Findings from peripheral monocyte cell cultures taken from patients with active CD and animal models of acute colitis have shown that statins have the potential to ameliorate the inflammatory response (Sasaki et al., 2003; Grip et al., 2004; Jahovic et al., 2006; Lee et al., 2007). However, statins have never been tested in the treatment of CD.

We undertook a small clinical trail to assess whether atorvastatin can reduce inflammatory processes in patients with CD. To evaluate the inflammatory status, a number of markers known to be increased during active inflammation was measured—high-sensitive CRP, soluble (s) CD14, TNF-α, sTNFRI and II, CCL2 and 8 and faecal calprotectin (Tibble et al., 2000; Martinez-Borra et al., 2002; Banks et al., 2003; Solem et al., 2005; Pastor Rojo et al., 2007; Spoettl et al., 2007). Moreover, we measured the expression of two chemokine receptors, CX3CR1 and CCR2, linked to certain monocyte subsets in patients with active CD (Grip et al., 2007).

Methods

Patients

Patients with a confirmed diagnosis of CD and elevated levels of plasma CRP (>2.0 mg L−1) were included in the study.

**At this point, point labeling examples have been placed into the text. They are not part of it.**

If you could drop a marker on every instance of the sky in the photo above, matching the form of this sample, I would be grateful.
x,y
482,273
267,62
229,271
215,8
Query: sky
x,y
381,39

The patients lacked clinical signs of infection or intestinal perforation, and the results of examinations of stools for pathogens and Clostridium difficile toxin were negative. The patients excluded were those with a CDAI (Best et al., 1976) >450; inability to give informed consent; ongoing lipid-lowering treatment; previous side effects to statin treatment; prednisolone dosage above 15 mg day−1 or change in dosage within the 4 weeks before the first visit; change in dosage of immunosuppressive drugs within the 12 weeks before the first visit; clinically significant kidney disease or aspartate aminotranspherase, alanine aminotranspherase, or kreatinine kinas more than twice the upper reference level; and pregnancy, breastfeeding or planned pregnancy.

Study design

The study was designed as an open, single centre, exploratory study in which the patients were offered 80 mg atorvastatin once daily as a supplementary treatment for 13 weeks. Baseline drugs were kept unchanged. Patients were followed up for weeks 0, 2 (initiation of treatment), 6, 15 (end of treatment) and 23. The study was approved by the Medical Products Agency, the Regional Ethical Review Board and monitored according to the Good Clinical Practice. The study was registered at ClinicalTrials.gov: NCT00454545.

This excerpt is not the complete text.